Since Loewe described chemical synergism and additivism in 1928, multicomponent therapies whose efficacy exceeds that of their individual constituents have arisen by both design and happenstance, and are now standard treatments for cancer and infectious diseases. Synergistic combinations of drugs already in the clinic might therefore be a rich source of potential therapies, and a relatively unexploited one, due in part to the daunting number of combinations that can be generated. Writing in the Proceedings of the National Academy of Sciences, Borisy and colleagues now describe a systematic high-throughput approach to mining this resource.

Dubbed 'combination high-throughput screening' (cHTS), the new technology lies at the heart of the authors' company CombinatoRx, and can be applied to the analysis of two-component and higher-order combinations. The first step is to categorize compounds on the basis of individual activity. Each active compound is then paired with every other compound — both active and inactive — at six different concentrations, and assayed again. By contrast, inactive single entities are pooled in groups of four before testing. Active 'pools' are then deconvoluted to identify the specific pair that confers activity — a more efficient strategy made possible by the lack of overlapping activities and the relatively low frequency at which active combinations form from inactive single agents.

Borisy et al. used their cHTS system to find pairs of drugs that are more efficacious than their individual constituents against three disease-causing entities. From a total of about 120,000 combinations, 22 pairs with antifungal activity against fluconazole-resistant Candida albicans were identified. Six of these contained a known antifungal and a non-antifungal agent, with the remaining sixteen comprising two non-antifungals — none of the pairs comprised two known antifungal agents. Twenty-six combinations that suppress production of the immunostimulatory cytokine tumour-necrosis factor-α in human blood cells were also discovered.
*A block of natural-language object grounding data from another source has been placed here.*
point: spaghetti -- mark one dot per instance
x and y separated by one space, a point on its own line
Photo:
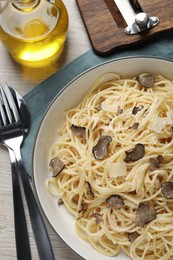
118 198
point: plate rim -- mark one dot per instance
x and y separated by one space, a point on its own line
49 107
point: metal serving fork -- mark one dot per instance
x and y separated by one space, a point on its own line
14 124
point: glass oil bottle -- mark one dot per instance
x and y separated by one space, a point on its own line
34 31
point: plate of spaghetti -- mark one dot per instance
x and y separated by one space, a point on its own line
103 161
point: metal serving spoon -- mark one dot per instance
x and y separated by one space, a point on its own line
14 125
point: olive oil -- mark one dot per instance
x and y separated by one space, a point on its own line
34 32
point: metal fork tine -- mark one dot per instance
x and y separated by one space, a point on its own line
3 120
11 102
5 112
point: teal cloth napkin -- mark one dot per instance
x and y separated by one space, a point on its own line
41 96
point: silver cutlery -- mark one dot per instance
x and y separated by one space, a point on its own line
14 125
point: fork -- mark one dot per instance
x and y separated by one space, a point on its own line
13 128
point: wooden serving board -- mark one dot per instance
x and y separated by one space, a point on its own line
105 25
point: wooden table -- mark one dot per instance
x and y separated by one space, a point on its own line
24 80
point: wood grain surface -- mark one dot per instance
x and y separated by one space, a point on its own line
105 25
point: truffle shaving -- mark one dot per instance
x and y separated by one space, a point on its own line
146 80
155 162
135 153
167 189
100 150
144 214
56 166
115 201
78 131
132 236
97 216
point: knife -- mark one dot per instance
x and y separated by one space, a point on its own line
136 19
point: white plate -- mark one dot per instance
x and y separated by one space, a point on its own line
71 95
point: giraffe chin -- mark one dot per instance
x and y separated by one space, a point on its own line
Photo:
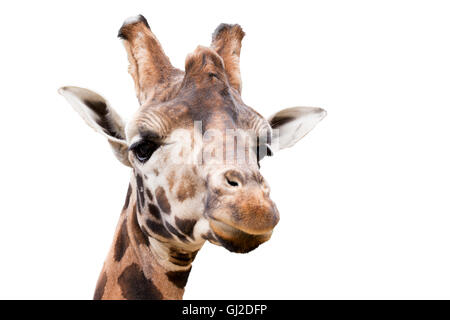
236 240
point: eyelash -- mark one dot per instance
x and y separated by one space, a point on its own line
143 150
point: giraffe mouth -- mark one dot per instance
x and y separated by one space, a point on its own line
236 240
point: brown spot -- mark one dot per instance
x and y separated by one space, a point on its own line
137 232
158 228
179 278
174 231
171 179
122 242
100 288
154 211
135 286
187 187
162 200
186 225
127 199
149 194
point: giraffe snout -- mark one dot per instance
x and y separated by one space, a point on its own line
240 211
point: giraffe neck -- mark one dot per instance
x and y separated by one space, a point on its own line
139 267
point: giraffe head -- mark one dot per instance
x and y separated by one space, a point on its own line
193 145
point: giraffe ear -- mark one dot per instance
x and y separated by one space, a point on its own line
98 114
292 124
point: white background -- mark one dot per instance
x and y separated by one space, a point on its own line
364 198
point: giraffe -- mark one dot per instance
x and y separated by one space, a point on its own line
181 192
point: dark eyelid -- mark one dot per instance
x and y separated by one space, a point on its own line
141 141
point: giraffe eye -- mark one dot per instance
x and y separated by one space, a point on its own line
262 150
143 150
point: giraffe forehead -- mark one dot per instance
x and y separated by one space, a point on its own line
166 120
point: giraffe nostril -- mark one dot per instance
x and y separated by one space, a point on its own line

In their final assay, the authors identified thirteen new synergistic pairs that inhibit the proliferation of tumour cells. When tested in a mouse model of human lung carcinoma, the combination of the antipsychotic chlorpromazine and the antiprotozoal pentamidine was more effective than the anticancer drug paclitaxel, and did not cause the side effects that commonly result from standard chemotherapy. So it seems that, at least in drug discovery, the whole can be greater than the sum of its parts.